Wednesday, December 15, 2021



What to do with our most successful vax researcher for decades? Sack him

The South Australian government has declared there will be no more “exemptions” from mandates for people who take part in clinical trials. So workers taking a locally made vaccine, called Covax-19, will have to take approved vaccines as well or get sacked. It doesn’t matter what their antibody count is, or whether it might even be risky to follow up Covax with a different vaccine. It’s not about their health, don’t you know?

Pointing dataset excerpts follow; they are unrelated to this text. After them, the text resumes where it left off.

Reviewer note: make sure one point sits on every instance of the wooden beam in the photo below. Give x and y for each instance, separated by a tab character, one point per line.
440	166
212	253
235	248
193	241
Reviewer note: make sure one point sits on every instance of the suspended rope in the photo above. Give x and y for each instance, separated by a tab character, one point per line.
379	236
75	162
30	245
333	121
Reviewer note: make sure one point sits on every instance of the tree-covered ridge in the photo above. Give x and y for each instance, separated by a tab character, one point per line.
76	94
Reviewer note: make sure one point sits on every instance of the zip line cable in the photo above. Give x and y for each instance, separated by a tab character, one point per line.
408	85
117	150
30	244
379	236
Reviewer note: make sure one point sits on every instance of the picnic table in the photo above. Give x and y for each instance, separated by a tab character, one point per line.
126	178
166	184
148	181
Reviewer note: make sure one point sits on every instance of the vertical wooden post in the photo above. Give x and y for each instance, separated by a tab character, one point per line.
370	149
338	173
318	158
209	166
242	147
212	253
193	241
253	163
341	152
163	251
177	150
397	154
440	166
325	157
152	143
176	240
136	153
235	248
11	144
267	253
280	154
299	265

Covax-19 is a traditional old fashioned protein vaccine. It’s still the old WuFlu spike, though without the furin cleavage sequence (which probably makes it safer). It’s been approved for use in Iran, and given to two million people there, remarkably with apparently no incidence of myocarditis or blood clots. Perhaps that’s the problem — it’s a threat to the current vaccines?

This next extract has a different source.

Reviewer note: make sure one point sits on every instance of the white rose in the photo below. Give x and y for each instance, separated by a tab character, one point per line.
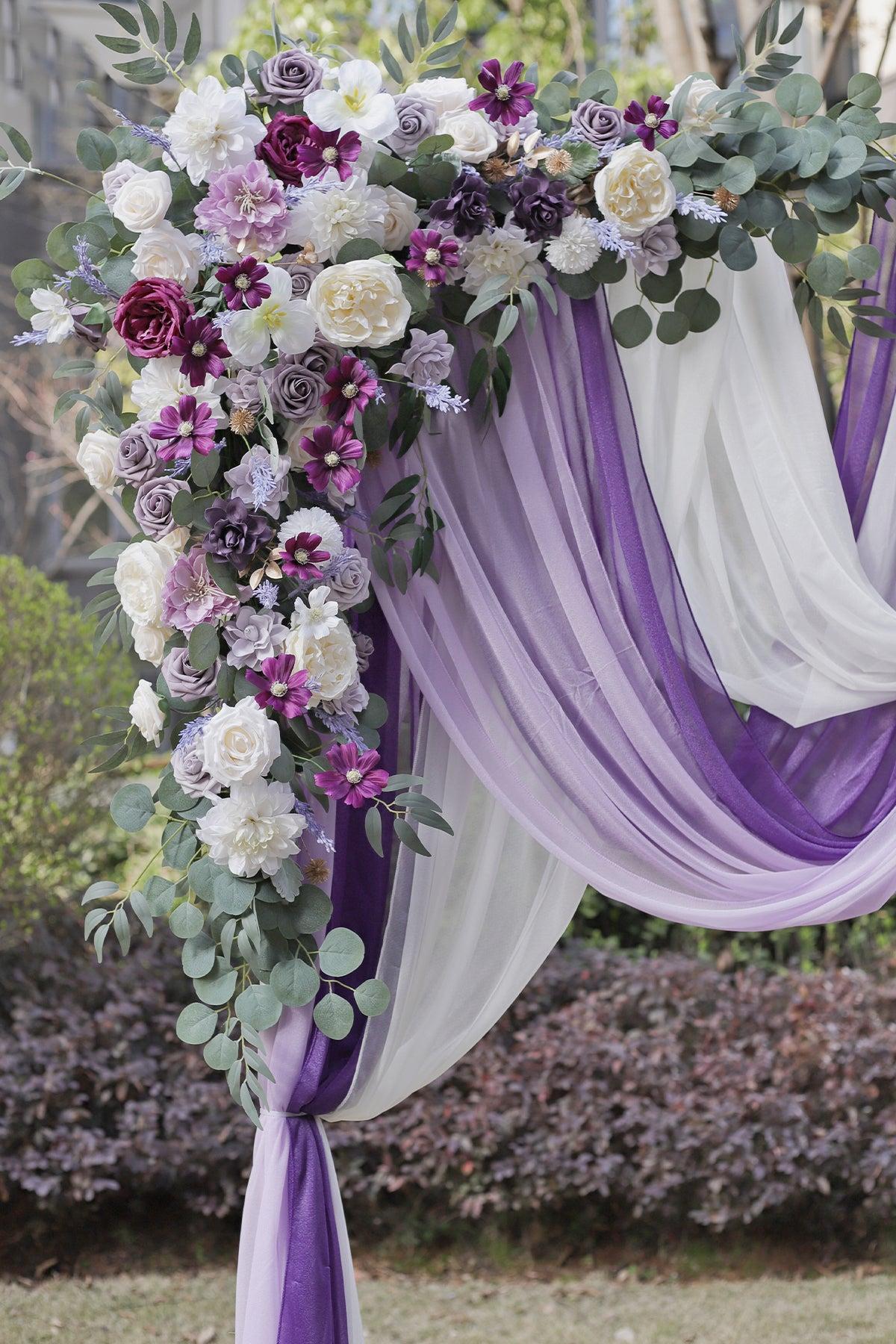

Since Prof Nikolai Petrovski tested Covax on himself before testing it on others, he may have to be sacked for not also getting vaccinated with an approved vaccine. He is no longer allowed to attend Flinders University or the Flinders Medical Centre, according to the ABC.

Great way to promote Australian science: Let bureaucrats decide which vaccine the Professors of vaccines should take. What could possibly go wrong?

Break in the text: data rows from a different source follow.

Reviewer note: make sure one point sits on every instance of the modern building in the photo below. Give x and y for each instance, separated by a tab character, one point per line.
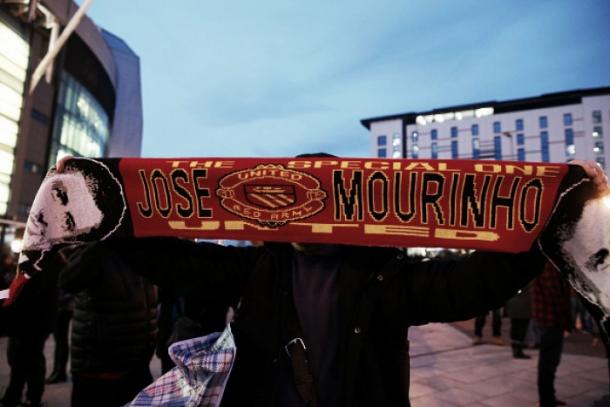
555	127
88	104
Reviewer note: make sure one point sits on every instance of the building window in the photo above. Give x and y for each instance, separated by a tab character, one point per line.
81	124
569	136
415	151
543	122
519	124
544	146
498	147
396	140
475	129
476	148
569	140
14	58
601	161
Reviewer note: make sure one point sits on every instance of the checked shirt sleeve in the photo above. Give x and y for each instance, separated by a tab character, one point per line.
202	369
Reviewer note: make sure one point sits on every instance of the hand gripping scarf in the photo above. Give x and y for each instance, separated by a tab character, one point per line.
488	205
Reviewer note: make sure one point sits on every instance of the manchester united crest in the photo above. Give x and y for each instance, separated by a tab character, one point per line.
271	194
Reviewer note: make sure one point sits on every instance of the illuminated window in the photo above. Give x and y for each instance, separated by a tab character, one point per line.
396	139
498	147
543	122
81	125
544	146
14	57
519	124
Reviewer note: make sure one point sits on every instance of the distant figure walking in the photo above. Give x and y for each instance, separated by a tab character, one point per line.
551	310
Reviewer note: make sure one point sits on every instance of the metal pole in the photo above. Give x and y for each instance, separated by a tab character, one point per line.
63	37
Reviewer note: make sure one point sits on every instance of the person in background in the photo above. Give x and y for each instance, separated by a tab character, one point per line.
114	331
31	320
518	309
496	327
551	310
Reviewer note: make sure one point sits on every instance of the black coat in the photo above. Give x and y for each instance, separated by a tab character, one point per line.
114	325
382	293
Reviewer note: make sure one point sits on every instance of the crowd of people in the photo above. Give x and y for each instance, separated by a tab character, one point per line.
316	324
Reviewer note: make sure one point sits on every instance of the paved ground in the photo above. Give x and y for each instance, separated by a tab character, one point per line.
446	370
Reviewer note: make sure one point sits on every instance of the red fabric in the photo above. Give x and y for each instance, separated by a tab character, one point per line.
551	300
488	205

ABC Radio: South Australians taking part in a COVID-19 vaccine trial will no longer be exempt from state government mandates affecting schools, aged care and health care centres.

The problem, it seems, was that Covax-19 was too popular.

A number of prominent local social media platforms have been advocating for people to avoid having vaccines approved by the Therapeutic Goods Administration (TGA) by signing up to planned COVAX-19 clinical trials.

And we wouldn’t want people to have a choice, would we?

It’s not that Petrovsky’s vax didn’t work or caused harm. It was because people might be signing up to avoid getting Pfizer, Moderna or Astrazenica. And if that were the case, surely the solution would be to rush supplies of Covax to Australia? It’s what the hesitant people want after all. But that’s not what the SA government suggested.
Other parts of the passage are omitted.